OK, my toys arrived yesterday and I got it charged and playing later last night.
Setup is amazingly simple. It's like using a USB thumb drive, just plug it in and your PC sees it as a drive, no software needed.
There are some folders on there, one called 'Music' so I loaded song files and folders to it to see how the interface would work. The player recognized all my id tags and the flac's sounded great. I'm not sure how it chooses to go from one song to the next but there is a list, random play, and other playing methods that I'm still learning.
When I first started it, everything sounded like crap. The bass was 'expanded' the 'BBE' was on a high setting... etc. So, I turned off all that crap and things got much better... but it's still not as good as my normal 2-channel system for sheer realism.
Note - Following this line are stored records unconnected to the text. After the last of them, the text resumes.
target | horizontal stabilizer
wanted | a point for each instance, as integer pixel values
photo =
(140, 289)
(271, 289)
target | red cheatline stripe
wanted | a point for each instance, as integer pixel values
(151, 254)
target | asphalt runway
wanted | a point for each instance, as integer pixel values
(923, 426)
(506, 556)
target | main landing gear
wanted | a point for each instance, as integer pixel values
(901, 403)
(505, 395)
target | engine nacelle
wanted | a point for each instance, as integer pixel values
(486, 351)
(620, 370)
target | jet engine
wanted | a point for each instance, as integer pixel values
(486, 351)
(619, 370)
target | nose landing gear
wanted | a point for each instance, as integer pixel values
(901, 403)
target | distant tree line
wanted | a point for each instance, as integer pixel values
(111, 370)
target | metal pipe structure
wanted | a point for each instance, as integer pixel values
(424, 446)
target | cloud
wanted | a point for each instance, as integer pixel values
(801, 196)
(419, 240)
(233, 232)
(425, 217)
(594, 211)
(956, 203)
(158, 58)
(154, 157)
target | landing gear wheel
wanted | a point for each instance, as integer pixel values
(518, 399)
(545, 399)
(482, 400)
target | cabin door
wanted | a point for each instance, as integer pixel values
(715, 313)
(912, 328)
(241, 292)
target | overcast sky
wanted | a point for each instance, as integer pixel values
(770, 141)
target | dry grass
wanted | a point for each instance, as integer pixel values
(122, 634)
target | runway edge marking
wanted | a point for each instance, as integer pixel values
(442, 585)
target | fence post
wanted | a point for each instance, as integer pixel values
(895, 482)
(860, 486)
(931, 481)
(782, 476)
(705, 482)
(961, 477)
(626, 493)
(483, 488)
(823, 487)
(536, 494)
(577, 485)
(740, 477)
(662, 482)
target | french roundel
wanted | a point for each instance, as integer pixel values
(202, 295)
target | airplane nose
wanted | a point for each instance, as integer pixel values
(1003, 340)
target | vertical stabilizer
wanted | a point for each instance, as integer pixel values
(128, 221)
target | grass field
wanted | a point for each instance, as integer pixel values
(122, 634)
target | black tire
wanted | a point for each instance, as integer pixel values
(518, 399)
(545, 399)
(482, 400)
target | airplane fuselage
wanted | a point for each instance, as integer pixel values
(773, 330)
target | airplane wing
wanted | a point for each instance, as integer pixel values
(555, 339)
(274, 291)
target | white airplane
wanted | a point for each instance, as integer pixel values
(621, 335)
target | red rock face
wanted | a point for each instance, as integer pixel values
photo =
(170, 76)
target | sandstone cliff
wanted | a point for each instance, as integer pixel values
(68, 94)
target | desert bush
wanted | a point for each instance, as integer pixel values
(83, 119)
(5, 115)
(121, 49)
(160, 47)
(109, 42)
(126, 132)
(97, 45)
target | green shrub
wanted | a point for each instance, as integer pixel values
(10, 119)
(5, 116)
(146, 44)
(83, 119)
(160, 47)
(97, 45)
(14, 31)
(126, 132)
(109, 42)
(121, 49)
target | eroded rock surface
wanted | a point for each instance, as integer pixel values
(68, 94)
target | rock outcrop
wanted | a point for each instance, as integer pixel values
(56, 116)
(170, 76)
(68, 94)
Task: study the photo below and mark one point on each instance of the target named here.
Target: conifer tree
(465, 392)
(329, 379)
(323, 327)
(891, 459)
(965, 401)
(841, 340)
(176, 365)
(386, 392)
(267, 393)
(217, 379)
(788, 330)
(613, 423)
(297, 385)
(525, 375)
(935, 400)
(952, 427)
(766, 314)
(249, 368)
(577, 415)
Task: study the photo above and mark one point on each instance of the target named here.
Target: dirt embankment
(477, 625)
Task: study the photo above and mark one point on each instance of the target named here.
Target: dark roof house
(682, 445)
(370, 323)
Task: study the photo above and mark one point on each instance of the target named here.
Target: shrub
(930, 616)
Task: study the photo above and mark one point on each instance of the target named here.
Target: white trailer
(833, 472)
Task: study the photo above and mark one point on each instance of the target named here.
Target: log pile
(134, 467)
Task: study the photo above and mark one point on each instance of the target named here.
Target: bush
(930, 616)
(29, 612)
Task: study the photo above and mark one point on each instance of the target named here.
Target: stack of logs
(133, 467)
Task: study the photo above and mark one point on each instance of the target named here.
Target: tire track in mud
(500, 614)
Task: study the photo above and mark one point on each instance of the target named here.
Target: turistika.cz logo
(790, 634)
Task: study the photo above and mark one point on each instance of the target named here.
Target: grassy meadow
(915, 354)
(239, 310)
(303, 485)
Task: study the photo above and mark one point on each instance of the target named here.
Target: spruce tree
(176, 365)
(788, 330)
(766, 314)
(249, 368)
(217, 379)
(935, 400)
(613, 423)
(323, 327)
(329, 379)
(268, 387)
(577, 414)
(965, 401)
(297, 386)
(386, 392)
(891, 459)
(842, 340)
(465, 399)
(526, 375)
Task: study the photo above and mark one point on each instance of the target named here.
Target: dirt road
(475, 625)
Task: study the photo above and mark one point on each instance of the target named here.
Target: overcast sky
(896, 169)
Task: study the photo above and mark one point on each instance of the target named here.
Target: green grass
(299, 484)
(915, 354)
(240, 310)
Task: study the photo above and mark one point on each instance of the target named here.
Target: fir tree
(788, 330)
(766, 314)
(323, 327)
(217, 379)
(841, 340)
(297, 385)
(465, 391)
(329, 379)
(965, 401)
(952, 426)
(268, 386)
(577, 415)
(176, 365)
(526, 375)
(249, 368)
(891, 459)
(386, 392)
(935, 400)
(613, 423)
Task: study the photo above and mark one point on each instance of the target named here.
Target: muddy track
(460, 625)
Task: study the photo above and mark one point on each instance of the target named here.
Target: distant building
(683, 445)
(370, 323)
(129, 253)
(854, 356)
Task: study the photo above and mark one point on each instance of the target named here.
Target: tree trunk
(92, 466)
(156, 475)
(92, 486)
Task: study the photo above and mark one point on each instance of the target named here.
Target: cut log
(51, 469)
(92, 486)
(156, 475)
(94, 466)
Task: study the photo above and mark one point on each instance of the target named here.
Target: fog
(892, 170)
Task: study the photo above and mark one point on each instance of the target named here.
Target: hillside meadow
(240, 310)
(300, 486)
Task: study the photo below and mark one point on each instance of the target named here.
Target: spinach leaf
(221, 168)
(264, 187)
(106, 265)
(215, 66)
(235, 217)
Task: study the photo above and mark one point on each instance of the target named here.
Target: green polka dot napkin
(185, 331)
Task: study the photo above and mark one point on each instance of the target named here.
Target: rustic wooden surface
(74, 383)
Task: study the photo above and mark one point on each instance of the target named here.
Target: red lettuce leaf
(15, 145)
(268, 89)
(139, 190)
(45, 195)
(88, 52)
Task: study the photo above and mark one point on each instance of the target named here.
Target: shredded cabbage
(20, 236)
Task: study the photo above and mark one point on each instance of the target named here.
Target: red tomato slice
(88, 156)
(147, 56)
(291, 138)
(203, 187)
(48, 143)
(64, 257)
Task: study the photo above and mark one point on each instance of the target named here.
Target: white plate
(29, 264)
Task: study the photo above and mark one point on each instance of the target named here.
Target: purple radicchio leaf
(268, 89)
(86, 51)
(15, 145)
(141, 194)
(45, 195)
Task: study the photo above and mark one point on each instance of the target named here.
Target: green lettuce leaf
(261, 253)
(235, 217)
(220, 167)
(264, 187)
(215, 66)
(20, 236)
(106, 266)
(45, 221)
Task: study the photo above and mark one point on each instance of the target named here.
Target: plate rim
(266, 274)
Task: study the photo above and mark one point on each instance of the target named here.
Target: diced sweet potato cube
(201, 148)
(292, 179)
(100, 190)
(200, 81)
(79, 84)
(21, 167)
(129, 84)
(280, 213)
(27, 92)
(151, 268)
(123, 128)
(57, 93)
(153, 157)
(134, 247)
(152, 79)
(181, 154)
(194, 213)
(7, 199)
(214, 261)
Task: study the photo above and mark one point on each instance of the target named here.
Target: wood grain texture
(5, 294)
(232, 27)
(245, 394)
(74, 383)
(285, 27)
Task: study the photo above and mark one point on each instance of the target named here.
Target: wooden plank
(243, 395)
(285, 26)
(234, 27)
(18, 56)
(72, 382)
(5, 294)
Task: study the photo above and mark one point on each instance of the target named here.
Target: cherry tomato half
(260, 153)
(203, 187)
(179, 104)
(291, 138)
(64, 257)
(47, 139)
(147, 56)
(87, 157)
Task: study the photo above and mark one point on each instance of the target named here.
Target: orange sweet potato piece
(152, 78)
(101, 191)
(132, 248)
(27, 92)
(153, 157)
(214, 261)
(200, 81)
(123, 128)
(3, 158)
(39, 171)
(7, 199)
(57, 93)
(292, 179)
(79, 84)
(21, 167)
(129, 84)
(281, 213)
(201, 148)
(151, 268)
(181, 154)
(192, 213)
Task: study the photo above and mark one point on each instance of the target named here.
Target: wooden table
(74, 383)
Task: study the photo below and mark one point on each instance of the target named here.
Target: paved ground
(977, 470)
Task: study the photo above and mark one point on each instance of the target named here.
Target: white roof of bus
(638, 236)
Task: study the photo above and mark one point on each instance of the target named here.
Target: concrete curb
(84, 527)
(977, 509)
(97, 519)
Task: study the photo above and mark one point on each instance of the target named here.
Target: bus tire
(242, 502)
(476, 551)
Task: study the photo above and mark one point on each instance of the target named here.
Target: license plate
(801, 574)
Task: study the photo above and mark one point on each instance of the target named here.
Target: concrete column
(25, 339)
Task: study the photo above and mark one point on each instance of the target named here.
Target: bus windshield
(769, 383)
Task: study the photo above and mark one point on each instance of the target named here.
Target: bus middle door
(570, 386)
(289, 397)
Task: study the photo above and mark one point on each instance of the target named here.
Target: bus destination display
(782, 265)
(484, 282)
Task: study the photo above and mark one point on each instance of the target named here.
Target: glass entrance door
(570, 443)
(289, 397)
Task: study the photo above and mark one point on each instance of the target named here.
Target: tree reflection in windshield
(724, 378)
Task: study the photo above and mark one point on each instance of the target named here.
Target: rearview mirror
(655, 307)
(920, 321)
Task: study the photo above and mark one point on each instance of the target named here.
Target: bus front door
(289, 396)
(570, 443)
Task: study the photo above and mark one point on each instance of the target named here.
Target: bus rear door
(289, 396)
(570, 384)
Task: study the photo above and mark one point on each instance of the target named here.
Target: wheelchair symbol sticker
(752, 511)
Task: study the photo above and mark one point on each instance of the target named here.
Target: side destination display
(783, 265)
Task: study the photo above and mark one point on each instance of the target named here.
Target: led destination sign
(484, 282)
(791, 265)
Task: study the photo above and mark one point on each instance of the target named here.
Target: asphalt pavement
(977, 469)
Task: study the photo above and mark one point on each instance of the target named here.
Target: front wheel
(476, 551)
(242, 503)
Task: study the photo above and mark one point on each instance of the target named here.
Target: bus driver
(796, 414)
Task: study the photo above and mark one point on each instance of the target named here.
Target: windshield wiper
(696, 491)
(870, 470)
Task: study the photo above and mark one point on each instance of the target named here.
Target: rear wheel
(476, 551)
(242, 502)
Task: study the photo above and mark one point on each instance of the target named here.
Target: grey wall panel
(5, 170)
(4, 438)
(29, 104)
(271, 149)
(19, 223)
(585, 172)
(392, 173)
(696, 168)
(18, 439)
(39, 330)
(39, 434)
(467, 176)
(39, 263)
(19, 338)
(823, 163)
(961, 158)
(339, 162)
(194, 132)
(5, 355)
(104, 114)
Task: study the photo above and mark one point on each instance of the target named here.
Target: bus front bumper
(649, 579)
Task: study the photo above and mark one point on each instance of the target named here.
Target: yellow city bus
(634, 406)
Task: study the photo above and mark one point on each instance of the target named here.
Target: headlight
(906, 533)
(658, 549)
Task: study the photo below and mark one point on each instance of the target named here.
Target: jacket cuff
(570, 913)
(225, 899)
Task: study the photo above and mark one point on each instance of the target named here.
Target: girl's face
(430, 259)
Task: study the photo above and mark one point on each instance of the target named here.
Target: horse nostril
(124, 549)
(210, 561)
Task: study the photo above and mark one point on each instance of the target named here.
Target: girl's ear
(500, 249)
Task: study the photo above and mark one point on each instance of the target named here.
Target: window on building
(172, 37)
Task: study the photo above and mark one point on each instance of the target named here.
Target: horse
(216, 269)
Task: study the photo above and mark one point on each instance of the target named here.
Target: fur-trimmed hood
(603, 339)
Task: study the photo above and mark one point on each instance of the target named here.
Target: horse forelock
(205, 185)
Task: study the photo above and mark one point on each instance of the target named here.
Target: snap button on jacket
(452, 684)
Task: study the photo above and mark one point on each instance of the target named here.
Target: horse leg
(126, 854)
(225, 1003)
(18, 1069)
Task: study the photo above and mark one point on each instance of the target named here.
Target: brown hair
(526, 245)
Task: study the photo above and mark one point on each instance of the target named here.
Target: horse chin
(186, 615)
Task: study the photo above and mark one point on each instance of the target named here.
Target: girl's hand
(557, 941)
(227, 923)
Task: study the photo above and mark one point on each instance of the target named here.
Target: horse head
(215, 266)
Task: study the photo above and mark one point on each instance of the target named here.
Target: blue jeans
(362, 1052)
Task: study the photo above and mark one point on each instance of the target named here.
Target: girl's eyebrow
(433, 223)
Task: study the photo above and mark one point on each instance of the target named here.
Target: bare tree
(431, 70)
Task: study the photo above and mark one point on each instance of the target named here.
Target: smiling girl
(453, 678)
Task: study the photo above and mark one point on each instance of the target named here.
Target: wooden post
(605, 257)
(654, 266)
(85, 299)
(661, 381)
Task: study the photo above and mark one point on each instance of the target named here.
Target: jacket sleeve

What? $25 headphones aren't as good as $1,k speakers with another $1,k in tweaks?
The Senn 202's have excellent isolation characteristics. I don't know how much but I could hear myself breathing, it cut my wife's TV blaring to less than half... If I played music at a light volume I could barely hear anything else, if I played at what I call a 'normal' level for me, I couldn't hear anything else.
I'm pretty sure the headphones need more breakin but I don't have many devices that have headphone outs.... so, I let the iAudio play all night at a good volume (a little louder than I'd like for 'normal' but not distorting). I couldn't get distortion, btw at any tolerable levels unless the music was crapily recorded in the first place. (Like David Bowie's 'Queen Bitch'.. great song but it gets a little screetchy on most systems) I adjusted the eq settings some more and this was even tolerable at high volumes.

Anyway, the bass was a little muddy at times but the midrange was very nice; Nick Drake sounded incredible. To me, this sounds like break-in issues... I'll find something to continue breaking in the phones.
The iAudio may not have died after playing last night, it may have decided to sleep after some point but I don't know. I forgot it has a power switch and I tried to revive it by just pushing 'play'. When it didn't, I put it on the charger. If it did, I'll be interested to see what the real life is today.
One thing I don't know is.... there is a thin 4-contact slot under the headphone jack. I'm wondering if this is a digital out. Do other countries use some other kind of headphone jack that looks like a small rectangular connector? I'll look in the manual after it charges. You can't charge and play at the same time, it's 2 different cables; even if you get the cradle you can only do one or the other. The device end of the cable looks exactly like my Palm Tungsten E's cable, BTW.
Overall, I'm quite pleased. The whole thing was about $275. That's not small change for a portable music player and headphones. However, I think it's a good way to take a little piece of 'audiophilism' with you.